Does anyone know of any working lines for the Staffordshire Bull Terrier? I know they have to out there because I had a rescue that was SBT and he was an awesome dog for any work I would ask of him. Unfortunately, since he was a rescue (some crazy lady had him locked up outside and was going to send him to the pound because her criminal son had dumped him off on her) he came with no pedigree.
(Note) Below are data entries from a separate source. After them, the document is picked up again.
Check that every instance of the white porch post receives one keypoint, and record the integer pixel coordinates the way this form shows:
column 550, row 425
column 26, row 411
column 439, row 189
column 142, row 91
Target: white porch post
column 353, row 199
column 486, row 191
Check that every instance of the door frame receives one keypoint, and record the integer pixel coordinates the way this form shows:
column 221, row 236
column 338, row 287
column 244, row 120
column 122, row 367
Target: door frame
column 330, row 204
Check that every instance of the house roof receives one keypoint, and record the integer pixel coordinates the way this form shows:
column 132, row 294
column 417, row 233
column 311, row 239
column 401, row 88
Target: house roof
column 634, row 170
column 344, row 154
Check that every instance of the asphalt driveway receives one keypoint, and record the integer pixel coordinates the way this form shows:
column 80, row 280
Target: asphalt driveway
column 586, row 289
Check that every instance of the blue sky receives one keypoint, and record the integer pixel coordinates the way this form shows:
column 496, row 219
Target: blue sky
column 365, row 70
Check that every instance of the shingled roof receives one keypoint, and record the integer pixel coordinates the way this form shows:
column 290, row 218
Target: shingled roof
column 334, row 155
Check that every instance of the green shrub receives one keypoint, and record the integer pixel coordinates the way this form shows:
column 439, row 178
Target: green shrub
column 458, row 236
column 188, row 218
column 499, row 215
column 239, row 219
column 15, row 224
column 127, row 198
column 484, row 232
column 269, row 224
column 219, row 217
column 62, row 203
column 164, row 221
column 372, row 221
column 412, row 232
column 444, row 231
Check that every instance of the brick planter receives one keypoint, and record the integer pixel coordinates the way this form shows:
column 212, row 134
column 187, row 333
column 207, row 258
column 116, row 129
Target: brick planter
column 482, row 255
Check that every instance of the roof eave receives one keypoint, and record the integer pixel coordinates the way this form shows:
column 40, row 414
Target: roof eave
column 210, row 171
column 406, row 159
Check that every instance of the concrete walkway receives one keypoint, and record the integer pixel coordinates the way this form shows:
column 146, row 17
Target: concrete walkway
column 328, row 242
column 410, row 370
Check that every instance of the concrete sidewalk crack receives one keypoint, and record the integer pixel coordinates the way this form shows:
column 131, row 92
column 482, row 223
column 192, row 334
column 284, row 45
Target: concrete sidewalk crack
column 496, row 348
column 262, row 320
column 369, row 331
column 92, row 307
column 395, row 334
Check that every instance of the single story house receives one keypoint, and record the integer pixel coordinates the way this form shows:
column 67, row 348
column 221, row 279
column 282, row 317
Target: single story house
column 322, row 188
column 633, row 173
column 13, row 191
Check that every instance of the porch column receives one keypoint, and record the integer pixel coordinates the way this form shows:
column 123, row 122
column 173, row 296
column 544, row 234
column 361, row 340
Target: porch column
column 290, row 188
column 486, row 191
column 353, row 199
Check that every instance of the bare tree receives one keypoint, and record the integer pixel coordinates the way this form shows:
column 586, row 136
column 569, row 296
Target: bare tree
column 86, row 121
I'm really just more curious than anything. I know pits are the perfect people dogs and the worlds worst guard dogs, lol.


----------



## 9361 (Jun 25, 2009)

Just curious how you knew the last dog was a SBT and not an APBT, they can look very similar.


----------



## CiaAshley (Apr 11, 2011)

They do look really similar, but (in my experiences only, I'm in no way an expert lol) he looked the epitome of a SBT. He was shorter than the APBT (I've always seen only the perfect conformations though) with the blockier head and the shorter snout. I mean if you saw him, you would immediately think, SBT, not APBT.


----------



## Celestial88 (Mar 14, 2011)

Are you looking into getting a working staffie? If so I would look for a working kennel, not bloodline. 
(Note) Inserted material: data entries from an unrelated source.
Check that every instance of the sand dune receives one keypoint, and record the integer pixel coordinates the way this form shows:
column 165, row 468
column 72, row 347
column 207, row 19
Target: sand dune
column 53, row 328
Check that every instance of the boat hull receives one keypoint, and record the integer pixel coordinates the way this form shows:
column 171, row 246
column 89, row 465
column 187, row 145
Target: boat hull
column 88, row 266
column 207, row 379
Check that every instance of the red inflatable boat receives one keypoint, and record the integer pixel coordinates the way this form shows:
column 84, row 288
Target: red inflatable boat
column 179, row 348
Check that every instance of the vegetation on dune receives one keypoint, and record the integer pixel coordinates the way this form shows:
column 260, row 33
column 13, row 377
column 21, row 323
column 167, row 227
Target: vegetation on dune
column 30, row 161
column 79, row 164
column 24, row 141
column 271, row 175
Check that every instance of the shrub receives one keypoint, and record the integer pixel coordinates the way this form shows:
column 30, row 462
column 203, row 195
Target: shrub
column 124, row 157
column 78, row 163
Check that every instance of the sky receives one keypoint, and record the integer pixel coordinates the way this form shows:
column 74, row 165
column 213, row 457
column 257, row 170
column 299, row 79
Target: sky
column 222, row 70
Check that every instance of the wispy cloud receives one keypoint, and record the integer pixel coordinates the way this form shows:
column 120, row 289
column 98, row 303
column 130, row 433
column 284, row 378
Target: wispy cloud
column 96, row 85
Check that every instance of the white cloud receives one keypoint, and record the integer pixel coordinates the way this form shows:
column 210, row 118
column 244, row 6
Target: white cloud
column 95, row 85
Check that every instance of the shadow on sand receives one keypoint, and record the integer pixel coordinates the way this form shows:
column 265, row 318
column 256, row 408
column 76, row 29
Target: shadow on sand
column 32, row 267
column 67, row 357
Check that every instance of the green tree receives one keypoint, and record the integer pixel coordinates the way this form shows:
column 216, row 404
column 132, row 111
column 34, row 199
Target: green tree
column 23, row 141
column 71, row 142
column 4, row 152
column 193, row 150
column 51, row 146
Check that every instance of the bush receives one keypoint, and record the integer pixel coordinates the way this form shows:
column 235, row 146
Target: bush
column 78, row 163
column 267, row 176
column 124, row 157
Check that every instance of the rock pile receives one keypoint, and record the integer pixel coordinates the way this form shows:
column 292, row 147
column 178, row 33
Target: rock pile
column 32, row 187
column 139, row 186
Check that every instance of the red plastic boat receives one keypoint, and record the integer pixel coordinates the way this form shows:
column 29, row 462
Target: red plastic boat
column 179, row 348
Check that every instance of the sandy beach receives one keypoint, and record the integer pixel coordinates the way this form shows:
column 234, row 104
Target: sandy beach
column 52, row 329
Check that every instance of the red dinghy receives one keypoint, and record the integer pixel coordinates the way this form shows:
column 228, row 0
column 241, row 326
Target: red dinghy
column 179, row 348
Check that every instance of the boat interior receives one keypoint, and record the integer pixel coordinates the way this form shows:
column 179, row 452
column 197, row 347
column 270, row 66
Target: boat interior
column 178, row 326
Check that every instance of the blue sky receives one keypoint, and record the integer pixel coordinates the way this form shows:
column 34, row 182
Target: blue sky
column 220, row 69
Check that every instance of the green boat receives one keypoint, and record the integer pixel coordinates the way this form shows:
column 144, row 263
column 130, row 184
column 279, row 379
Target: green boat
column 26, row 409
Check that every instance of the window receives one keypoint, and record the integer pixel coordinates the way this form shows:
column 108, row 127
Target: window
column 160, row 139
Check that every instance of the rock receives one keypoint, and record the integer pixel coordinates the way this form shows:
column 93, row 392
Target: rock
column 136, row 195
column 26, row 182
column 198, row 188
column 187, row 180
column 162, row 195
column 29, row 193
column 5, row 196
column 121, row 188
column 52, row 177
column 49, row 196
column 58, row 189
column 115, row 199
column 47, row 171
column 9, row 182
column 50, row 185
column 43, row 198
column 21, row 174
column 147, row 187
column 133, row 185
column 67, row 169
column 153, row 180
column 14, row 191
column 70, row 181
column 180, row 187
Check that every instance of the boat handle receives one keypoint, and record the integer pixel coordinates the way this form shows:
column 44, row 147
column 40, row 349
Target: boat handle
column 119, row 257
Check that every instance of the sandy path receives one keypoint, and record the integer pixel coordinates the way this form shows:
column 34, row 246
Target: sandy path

Working/more athletically bred Staffies look a lot like APBTs to some.


----------



## cEElint (Oct 6, 2009)

lovin the black one


----------



## Celestial88 (Mar 14, 2011)

The only kennel I can think of off the top of my head is a British kennel.


----------



## aus_staffy (Nov 10, 2009)

The only breeders I can think of that breed "working" type staffords are in the UK but some of them export dogs overseas. Shakkas Staffs has nice looking dogs. home - Shakka-Staffs Athletic Staffords


----------



## motocross308 (Oct 5, 2010)

rescues can do working events for the most part.


----------



## CiaAshley (Apr 11, 2011)

Thanks for all the info guys! I was really more curious than anything, since I had that rescue Staffy and he was obviously from working liens of some sort.


----------



## aus_staffy (Nov 10, 2009)

CiaAshley said:


> Thanks for all the info guys! I was really more curious than anything, since I had that rescue Staffy and he was obviously from working liens of some sort.
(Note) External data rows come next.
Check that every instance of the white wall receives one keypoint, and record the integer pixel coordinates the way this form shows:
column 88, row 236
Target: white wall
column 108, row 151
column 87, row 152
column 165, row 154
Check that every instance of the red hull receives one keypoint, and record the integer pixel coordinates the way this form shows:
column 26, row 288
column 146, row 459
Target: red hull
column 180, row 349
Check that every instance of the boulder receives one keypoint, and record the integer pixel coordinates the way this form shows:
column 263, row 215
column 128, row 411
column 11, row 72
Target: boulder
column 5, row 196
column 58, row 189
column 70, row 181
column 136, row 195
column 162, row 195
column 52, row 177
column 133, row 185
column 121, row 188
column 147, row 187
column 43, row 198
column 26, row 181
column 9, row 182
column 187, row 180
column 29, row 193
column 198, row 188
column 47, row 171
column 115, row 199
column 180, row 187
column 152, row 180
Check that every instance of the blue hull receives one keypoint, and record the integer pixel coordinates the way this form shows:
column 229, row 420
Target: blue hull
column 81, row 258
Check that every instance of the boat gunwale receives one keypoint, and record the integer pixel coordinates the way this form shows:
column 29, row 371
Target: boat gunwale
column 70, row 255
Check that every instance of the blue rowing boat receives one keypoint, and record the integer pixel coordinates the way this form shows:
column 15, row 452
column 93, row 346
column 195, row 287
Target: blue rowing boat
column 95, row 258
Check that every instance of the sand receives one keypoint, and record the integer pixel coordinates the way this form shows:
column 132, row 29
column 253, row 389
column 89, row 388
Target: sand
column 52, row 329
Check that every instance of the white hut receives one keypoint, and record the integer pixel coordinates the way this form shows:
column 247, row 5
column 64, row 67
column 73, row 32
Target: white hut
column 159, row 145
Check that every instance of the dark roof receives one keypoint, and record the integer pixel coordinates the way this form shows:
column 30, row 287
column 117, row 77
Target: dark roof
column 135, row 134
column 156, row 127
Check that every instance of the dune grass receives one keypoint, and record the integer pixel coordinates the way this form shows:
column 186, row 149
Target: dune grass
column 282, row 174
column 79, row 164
More than likely he wasn't. They're relatively rare even in their country of origin so the likelihood of one turning up in a rescue is fairly slim. Staffords (even show lines) are generally pretty active dogs. Ask SC Lightning about his dog Onyx.


----------



## Celestial88 (Mar 14, 2011)

aus_staffy said:


> More than likely he wasn't. They're relatively rare even in their country of origin so the likelihood of one turning up in a rescue is fairly slim. Staffords (even show lines) are generally pretty active dogs. Ask SC Lightning about his dog Onyx.


This is true. 

This dog is from pure show lines.(At least according to the breeder Aus_Staffy linked.)


----------